Bitcoin was the first cryptocurrency introduced as a cryptographic
proof-based electronic payment system in 2009. Till now approximately
more than 10,000 digital coins are active in the crypto market.
Cryptocurrency is a virtual digital asset that uses cryptography and
blockchain technology for transaction verification and records
maintenance. Its trading is gaining attention due to volatile behavior,
decentralized nature, and liquidity in this digital asset. Trading this
digital asset provides anonymity and security in transactions.

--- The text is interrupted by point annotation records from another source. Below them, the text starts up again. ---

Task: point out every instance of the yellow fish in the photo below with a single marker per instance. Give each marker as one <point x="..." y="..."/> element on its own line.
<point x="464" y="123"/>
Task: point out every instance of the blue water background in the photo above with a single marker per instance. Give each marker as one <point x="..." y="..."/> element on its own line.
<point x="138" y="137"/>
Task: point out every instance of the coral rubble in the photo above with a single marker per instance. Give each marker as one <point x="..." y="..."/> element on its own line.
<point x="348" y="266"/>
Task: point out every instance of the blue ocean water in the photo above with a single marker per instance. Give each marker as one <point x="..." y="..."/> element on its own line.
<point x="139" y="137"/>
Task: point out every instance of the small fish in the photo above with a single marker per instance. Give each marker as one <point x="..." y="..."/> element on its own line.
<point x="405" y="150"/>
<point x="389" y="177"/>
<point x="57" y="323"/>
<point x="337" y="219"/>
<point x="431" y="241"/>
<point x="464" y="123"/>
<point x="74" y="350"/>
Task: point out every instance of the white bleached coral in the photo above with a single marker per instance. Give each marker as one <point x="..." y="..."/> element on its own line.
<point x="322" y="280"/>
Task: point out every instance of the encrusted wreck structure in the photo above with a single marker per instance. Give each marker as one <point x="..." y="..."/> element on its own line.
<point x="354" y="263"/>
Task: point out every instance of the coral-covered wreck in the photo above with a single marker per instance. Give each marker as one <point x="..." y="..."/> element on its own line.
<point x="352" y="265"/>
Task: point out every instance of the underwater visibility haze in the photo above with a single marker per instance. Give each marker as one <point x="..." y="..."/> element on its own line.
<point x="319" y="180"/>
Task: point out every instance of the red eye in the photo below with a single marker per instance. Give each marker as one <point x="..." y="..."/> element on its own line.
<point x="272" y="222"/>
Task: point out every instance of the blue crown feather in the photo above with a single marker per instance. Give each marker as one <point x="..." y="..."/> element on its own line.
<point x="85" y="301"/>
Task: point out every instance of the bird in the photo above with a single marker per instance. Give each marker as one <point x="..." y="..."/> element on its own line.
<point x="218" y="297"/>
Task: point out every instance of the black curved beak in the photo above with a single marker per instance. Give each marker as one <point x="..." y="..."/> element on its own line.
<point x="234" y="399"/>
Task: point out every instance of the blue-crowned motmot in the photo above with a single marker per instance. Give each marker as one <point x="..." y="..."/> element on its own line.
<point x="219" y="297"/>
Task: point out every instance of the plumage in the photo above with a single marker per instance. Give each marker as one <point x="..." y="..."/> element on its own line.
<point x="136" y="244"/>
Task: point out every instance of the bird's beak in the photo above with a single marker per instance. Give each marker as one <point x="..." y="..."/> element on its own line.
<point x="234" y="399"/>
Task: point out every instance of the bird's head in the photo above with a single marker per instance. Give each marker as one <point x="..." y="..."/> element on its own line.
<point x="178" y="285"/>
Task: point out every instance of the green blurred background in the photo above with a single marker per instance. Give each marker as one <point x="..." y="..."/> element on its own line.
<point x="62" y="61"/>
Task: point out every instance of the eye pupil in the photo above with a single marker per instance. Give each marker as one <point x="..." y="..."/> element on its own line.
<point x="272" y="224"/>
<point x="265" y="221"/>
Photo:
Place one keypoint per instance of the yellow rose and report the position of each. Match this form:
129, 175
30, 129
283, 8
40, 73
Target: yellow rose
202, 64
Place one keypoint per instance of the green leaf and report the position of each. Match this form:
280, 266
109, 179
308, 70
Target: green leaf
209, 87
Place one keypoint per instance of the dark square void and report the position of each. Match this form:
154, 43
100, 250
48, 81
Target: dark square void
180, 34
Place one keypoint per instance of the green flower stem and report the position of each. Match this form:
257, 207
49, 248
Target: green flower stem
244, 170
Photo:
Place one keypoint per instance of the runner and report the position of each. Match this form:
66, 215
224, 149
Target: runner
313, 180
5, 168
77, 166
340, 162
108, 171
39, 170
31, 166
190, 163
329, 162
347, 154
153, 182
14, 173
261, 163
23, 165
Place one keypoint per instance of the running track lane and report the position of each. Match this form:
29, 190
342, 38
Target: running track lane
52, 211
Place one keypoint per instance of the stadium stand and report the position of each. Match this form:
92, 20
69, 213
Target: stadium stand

Groundless fluctuations in its price contribute to making its trade
risky. Market Prediction of the cryptocurrency is trending because it
can reduce the trade loss risk. Data related to this market is vast and
publicly available on the internet. It is nearly impossible to infer the
market by simple data analysis. Statistical price prediction approaches
are less effective due to the absence of seasonality in cryptocurrency
market data. Therefore researchers proposed efficient price prediction
techniques utilizing statistical, algorithmic, and neural network-based
Machine Learning models. This paper provides a detailed literature
survey related to the state-of-the-art Machine learning-based prediction
methodologies for the market prediction of the digital asset from 2014
to 2022. This research will categorize, summarize, and review the
existing research in cryptocurrency market prediction using Machine
Learning classifiers. This paper will benefit researchers to be
productive in the right direction in the future.